Former hospital cleaner Richard, 61 from Southtown, was left with balance and mood swing problems after his stroke and also suffers from epilepsy.
He used to sit and did not want to do anything when he was first taken ill. But since joining Centre 81, where he attends five days a week, he has enjoyed the activities including the art.
“I started doing paint by numbers when I first came. But the staff helped me do my own pictures,” said Richard, whose colourful images ranging from landscapes and wildlife to celebrities including Elvis and Marilyn Monroe.
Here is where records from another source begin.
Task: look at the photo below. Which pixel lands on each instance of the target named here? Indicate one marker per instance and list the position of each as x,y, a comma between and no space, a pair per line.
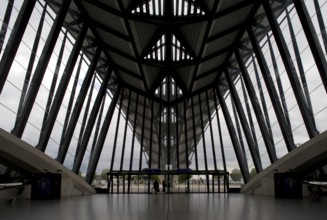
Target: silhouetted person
156,186
163,186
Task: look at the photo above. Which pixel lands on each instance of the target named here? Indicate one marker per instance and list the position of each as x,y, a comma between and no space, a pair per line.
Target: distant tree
104,174
236,175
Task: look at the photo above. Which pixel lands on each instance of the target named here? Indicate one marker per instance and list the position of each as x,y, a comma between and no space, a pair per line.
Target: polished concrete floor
166,206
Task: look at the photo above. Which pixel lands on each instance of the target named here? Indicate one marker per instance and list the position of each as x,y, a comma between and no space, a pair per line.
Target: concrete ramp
302,160
31,160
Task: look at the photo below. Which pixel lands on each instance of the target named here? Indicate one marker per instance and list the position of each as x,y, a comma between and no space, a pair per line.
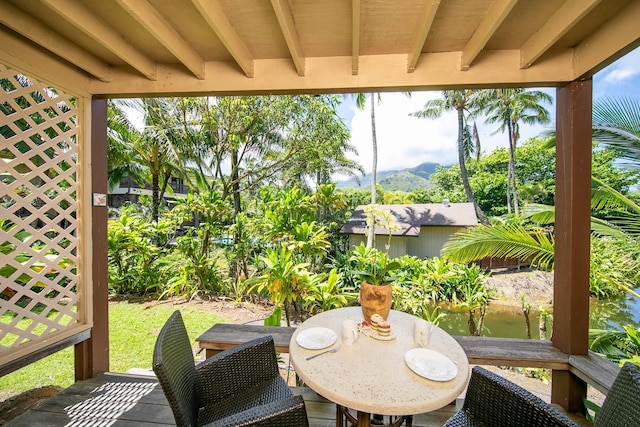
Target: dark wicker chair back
621,408
174,366
494,401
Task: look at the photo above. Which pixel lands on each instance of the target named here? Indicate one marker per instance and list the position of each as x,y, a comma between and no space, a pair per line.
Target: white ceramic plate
431,364
316,338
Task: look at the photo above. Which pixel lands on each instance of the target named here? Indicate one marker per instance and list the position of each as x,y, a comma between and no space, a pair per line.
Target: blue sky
405,141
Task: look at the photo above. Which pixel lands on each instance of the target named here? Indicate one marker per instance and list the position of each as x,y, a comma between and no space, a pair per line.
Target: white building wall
431,240
398,247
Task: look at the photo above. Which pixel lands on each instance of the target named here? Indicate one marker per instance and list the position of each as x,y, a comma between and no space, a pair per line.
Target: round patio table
371,376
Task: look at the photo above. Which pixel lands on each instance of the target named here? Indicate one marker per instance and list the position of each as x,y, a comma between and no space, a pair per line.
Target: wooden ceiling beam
619,35
355,37
158,27
213,13
96,28
378,73
20,55
568,15
285,19
38,33
497,13
420,36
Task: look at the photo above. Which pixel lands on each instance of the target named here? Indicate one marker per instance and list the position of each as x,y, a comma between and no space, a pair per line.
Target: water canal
509,322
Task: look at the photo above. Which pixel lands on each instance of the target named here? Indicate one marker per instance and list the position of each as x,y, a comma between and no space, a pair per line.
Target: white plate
431,364
316,338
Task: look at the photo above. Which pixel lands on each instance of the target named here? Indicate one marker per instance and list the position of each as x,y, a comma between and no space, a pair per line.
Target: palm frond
501,241
604,196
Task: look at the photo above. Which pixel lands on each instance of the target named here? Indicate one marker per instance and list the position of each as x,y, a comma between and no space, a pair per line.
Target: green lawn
132,331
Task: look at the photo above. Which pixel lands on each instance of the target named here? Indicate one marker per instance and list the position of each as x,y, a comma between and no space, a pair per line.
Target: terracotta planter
375,299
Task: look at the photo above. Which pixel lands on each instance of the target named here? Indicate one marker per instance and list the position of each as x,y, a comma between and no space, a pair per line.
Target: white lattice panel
39,214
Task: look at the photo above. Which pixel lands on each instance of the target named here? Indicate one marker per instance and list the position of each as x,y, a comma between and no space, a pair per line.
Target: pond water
510,323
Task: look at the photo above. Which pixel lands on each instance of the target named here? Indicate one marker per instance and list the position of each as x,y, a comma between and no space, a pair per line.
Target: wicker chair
494,401
238,387
622,405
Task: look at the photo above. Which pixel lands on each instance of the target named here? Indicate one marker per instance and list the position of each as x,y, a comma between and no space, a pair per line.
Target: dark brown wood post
92,356
572,236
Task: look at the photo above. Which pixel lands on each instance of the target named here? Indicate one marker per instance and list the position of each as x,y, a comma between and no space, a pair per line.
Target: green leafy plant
285,281
373,266
328,295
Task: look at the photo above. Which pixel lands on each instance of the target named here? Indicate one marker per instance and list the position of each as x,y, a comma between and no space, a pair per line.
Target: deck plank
121,400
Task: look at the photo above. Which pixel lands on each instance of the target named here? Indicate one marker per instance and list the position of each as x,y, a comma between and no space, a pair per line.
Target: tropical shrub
132,255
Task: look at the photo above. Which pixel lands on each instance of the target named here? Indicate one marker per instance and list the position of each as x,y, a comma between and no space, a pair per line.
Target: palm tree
616,123
157,145
509,107
462,101
361,99
122,161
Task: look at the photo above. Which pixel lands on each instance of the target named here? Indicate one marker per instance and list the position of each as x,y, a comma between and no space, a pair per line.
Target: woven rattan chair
621,408
493,401
238,387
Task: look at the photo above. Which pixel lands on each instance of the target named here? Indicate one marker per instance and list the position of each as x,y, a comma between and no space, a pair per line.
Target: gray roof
411,217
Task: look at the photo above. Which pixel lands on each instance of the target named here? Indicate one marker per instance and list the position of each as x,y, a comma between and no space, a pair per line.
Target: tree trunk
155,199
512,191
514,185
374,167
463,170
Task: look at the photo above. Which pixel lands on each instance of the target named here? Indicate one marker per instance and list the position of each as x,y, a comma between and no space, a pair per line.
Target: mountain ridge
407,179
Centre 81 skills and activities manager Julie Charles said: “The activities we run here really help our members gain confidence as well as skills.
“Richard has made really good progress and we area so proud his work has featured in a major event, and will be on show to the public in a top attraction.
“And we are thrilled the brasses promote Centre 81, it’s work and upbeat message.”
The art success comes as Centre 81 launches a £5m appeal to rebuild its Tar Works Complex – currently a range of ageing second-hand buildings – into a modern, state-of-the-art base, enabling it to improve and expand its services.
It currently has 70 members of its skills and activities centre, and runs a community bus service used by 700 people – but sees the potential to help many more people.
The aim is to gain much of the funding through regional and national grants, but community fundraising – helped by heightened awareness of the Centre’s work - is also important.